Experten dringen auf bessere Vernetzung touristischer Angebote:

Wie viel Geld braucht der Fremdenverkehr am See denn noch?

Die Sportboothäfen Meesiger und Kummerow bekommen jetzt einen Millionen-Nachschlag, um Schutzmolen zu bauen. Trotzdem: Ein Wirtschaftszweig ist das Geschäft mit dem Urlaub in der Seeregion nach wie vor nur ansatzweise. Hilft noch mehr Geld?

Auch Orkan „Xaver“ hat im Hafen Gravelotte wieder schwere Schäden angerichtet wie bisher noch jedes Sturmtief, künftig soll das ja nun die geplante Mole verhindern. Der See-Tourismus allerdings ist mit solchen Millioneninvestitionen allein noch nicht auf dem grünen Zweig.
Thoralf Plath Auch Orkan „Xaver“ hat im Hafen Gravelotte wieder schwere Schäden angerichtet wie bisher noch jedes Sturmtief, künftig soll das ja nun die geplante Mole verhindern. Der See-Tourismus allerdings ist mit solchen Millioneninvestitionen allein noch nicht auf dem grünen Zweig.
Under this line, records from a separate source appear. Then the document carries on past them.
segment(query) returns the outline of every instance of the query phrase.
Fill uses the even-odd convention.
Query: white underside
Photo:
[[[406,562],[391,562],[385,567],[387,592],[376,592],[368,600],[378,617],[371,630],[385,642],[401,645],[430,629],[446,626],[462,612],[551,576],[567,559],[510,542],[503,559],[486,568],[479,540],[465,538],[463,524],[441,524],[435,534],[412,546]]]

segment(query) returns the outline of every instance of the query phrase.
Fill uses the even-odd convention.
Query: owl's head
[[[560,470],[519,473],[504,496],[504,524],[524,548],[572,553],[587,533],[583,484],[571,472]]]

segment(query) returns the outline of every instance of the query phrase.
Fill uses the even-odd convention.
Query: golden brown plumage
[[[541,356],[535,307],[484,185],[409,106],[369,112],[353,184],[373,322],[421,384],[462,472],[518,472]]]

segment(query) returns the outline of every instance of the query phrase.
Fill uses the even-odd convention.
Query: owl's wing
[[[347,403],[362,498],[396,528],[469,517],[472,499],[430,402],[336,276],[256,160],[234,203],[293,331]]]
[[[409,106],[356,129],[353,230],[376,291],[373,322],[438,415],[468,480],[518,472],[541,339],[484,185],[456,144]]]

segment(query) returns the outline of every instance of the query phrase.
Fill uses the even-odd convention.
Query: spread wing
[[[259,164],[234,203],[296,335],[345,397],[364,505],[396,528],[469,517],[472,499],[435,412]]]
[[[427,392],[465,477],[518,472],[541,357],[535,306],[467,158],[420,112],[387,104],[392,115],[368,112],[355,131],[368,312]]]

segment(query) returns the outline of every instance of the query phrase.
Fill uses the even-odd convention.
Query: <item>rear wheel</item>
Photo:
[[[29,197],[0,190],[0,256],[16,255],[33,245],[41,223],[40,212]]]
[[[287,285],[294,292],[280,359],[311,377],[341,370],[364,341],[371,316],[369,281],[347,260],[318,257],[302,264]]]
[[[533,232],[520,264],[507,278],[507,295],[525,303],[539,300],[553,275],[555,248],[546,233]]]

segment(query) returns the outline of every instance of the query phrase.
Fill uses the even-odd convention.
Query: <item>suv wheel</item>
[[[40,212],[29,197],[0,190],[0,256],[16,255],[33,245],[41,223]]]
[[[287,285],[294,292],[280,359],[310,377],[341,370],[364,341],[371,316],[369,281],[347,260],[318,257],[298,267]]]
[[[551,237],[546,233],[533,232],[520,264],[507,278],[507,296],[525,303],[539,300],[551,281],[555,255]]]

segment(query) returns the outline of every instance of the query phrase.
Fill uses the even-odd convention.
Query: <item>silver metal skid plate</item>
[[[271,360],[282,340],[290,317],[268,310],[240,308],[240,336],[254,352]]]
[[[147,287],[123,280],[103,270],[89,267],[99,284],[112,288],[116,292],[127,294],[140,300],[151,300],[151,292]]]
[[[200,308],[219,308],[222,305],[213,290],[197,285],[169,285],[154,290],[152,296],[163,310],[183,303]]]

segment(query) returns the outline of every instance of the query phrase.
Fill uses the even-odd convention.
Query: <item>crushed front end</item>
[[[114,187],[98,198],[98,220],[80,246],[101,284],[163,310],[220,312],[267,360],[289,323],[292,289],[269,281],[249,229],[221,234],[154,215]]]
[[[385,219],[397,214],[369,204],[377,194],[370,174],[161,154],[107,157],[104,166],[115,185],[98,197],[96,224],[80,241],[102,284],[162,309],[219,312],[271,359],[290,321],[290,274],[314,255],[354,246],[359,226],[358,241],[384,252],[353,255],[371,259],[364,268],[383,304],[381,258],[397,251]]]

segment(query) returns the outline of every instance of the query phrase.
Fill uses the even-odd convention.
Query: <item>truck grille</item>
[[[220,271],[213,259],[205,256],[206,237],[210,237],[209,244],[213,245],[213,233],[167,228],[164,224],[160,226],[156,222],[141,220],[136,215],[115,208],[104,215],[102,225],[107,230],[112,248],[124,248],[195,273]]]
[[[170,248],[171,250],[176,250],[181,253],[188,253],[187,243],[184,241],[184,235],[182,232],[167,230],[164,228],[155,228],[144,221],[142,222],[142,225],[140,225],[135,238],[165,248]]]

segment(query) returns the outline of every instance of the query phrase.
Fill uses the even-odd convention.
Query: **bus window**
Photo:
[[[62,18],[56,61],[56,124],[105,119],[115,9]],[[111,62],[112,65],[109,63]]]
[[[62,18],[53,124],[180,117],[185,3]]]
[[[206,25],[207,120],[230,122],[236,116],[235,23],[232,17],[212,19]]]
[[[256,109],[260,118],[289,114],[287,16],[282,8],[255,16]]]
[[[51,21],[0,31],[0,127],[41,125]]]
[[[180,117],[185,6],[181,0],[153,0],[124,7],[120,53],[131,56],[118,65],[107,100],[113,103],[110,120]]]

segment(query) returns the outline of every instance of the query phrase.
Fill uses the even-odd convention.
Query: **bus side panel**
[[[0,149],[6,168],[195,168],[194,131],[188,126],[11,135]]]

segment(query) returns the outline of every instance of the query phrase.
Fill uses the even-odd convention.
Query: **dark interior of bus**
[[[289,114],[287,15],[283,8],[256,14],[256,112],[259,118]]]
Die Region um den Kummerower See braucht in den nächsten Jahren weiter erhebliche Investitionen in die Infrastruktur, um ihr touristisches Potenzial ausschöpfen zu können. Sagt Jürgen Seidel. Der Ex-Wirtschaftsminister von Mecklenburg-Vorpommern, inzwischen CDU-Landtagsabgeordneter und zum zweiten Mal Chef des Tourismusverbandes, ist sich sicher, das Fleckchen Land zwischen Mecklenburgs Schweiz und Vorpommerns Peenewildnis ist als Urlaubsgegend ein „Brillant“ – nur dass das noch zu wenige wissen. Das aber werde sich ändern: „Die großen Wachstumspotenziale für den Tourismus in unserem Land liegen nicht mehr in Binz und Heringsdorf, die Möglichkeiten dort sind nahezu ausgereizt. Es ist das Binnenland. Darum muss hier in den kommenden Jahren mehr passieren. Landschaft und Natur sind wichtig, reichen für den Tourismus aber leider überhaupt nicht.“

Die Erkenntnis ist nicht neu. Hineingesteckt haben Bund, Land und Brüssel schon Millionen, um die 32 Quadratkilometer Wasser und seine Uferzonen Urlaubern schmackhaft zu machen. Allein der Blick auf den Ausbau der Sportboothäfen zeigt: Viel Geld wurde schlichtweg in den See gekippt. Aalbude etwa: viel zu klein, viel zu eng, als Anleger für Boote moderner Charter- und Wasserwandergröße nur eingeschränkt nutzbar. Gravelotte bekommt nun im zweiten Anlauf endlich mehr Wellenschutz – fast 20 Jahre nach dem fehlkonstruierten Erstbau. Kummerow: das gleiche Spiel. Im bisherigen Zustand war der Hafen bei den vorherrschenden Wind- und Wetterlagen nicht nutzbar. Auch hier soll der Bau einer Steinschüttmole helfen.

Vor diesem Hintergrund mahnte Wirtschaftsminister Harry Glawe (CDU) an, die Anrainergemeinden mögen die geförderten Investitionen etwa in die bootstouristische Infrastruktur in eine regionale Aufwertung ummünzen – allein Meesiger bekommt für seine Mole 1,2 Millionen Euro. Das Geld sei gut angelegt, so Glawe, aber in Zukunft müssten die „in großer Vielzahl vorhandenen“ touristischen Angebote am See stärker vernetzt werden.